Franz Kafka, « Je suppose que j’aurais dû… », Œuvres complètes (2), Gallimard, pp. 472-473.

David Farreny, 16 déc. 2011
prix

Avec un sentiment.

Un curieux sentiment.

Comme un sentiment de domination, de supériorité, voilà, la supériorité de l’homme debout sur l’homme assis.

Quoi encore ?

Un certain pouvoir sur la vitesse, sur le paysage, qui défile devant les fenêtres, où le jour se joue de tout. Des têtes. Des nuques, des visages, qui se balancent en même temps. Il reste même une place libre.

Lui seul peut décider de la prendre.

Quelle jouissance, quand même.

Et si j’allais m’asseoir, se dit-il.

Tu paieras pas plus cher.

On ne s’entend jamais sur le prix.

Ce qui lui coûte à lui, c’est de se faire remarquer, encore, de déranger encore, de demander pardon, enfin bon.

Il y va. Il prend son sac et il y va.

Il aurait pu ne pas y aller mais il y va.

Christian Gailly, Les fleurs, Minuit, p. 51.

Cécile Carret, 4 mars 2012
figuratif

Sur les dépliants d’époque, on voit bien la piscine construite sur le toit et dont le fond transparent permettait aux clients du centre commercial de voir les baigneurs […].

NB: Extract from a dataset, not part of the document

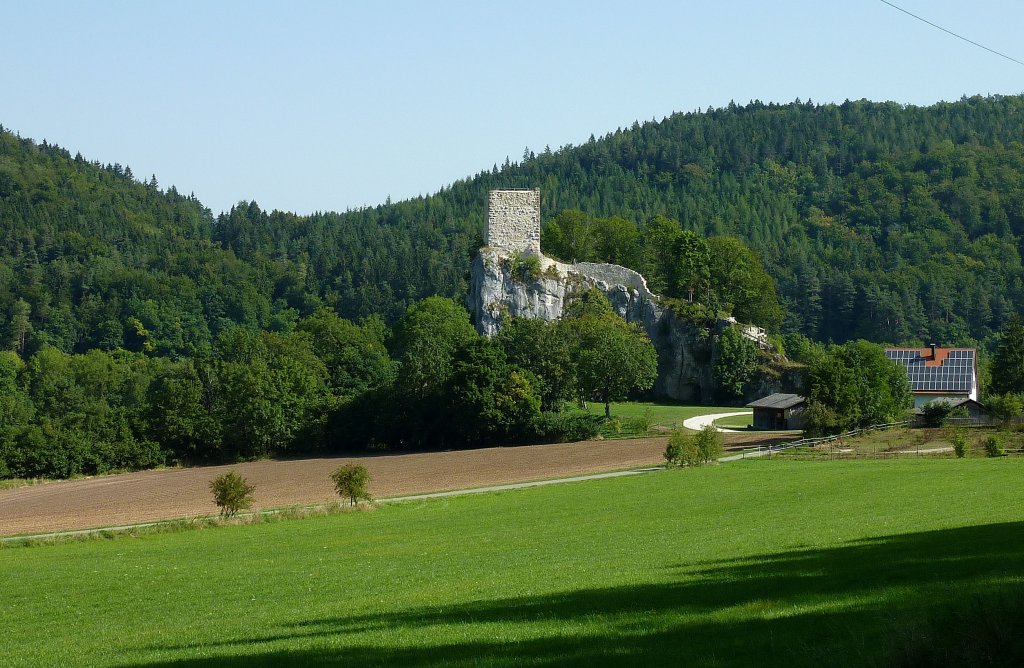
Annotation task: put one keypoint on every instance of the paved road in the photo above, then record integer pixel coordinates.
(698, 422)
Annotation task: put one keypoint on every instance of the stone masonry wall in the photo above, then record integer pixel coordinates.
(514, 221)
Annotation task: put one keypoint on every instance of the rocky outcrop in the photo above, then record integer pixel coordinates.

Par en dessous, elle a regardé la piscine de Cap 3000, ce miracle figuratif qui avait fasciné les visiteurs à l’inauguration du centre commercial, elle a regardé les corps d’enfants plongeant avec une gaieté amortie, elle a regardé les nageurs posés là-haut à la surface, elle les voyait sortir de l’eau, se hissant en raccourci sur l’échelle, le corps tronqué puis vaporisé dans l’air et la lumière, elle en voyait d’autres qui s’élançaient avec véhémence ou résignation comme des spectres effervescents et qui fondaient, fuligineux, dans la noirceur de l’eau, et elle a croisé le regard d’une femme qui nageait lentement au fond, là, si près d’elle, glissant et tâtonnant, scrutant par les hublots immenses comme si elle jetait un œil outre-tombe, regardant, cherchant ce qui était perdu, puis remontant, et revenant, souriant, remontant, fuyant très vite, et revenant.

Nathalie Léger, Supplément à la vie de Barbara Loden, P.O.L., p. 42, 150.

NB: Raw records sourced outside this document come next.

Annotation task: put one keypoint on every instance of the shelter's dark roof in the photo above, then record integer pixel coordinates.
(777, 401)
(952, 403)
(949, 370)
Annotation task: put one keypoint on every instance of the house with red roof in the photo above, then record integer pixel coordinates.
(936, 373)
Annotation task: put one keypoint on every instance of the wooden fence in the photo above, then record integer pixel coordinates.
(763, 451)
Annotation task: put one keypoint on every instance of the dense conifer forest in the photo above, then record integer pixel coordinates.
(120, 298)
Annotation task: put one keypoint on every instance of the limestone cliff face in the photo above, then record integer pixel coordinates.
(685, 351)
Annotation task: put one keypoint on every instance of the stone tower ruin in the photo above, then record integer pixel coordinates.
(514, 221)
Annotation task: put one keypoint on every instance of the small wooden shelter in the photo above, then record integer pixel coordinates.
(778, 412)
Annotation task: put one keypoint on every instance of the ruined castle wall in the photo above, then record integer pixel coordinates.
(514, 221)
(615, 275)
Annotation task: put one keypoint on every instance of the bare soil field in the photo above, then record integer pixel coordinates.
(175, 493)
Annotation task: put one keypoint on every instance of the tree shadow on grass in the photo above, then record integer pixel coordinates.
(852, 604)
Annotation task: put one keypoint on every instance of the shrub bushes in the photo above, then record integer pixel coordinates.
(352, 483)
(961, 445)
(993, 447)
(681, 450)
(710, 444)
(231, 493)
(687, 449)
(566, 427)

Cécile Carret, 17 mars 2012
chaleur

Nous avions coutume alors de fermer les volets et de lire à la lumière d’une lampe des feuilles jaunies et des papiers qui nous avaient accompagnés dans maints voyages. Nous reprenions aussi de vieilles lettres, et ouvrions, afin d’y puiser courage, les livres éprouvés, où des cœurs depuis bien des siècles tombés en poussière nous dispensent leur chaleur.

Ernst Jünger, Sur les falaises de marbre, Gallimard, p. 88.

Cécile Carret, 27 août 2013
licite

On peut attaquer un philosophe, polémiquer avec n’importe qui. S’en prendre à un écrivain est beaucoup plus grave. Je ne peux pas tomber sur un écrivain (mort ou vivant) comme je tomberais sur n’importe qui. Il y faut une loi. L’attaque d’un écrivain devient licite dès lors qu’il se conduit en thérapeute social, en médecin du monde, guérisseur sans frontières.

Philippe Muray, « 17 avril 1982 », Ultima necat (I), Les Belles Lettres, p. 166.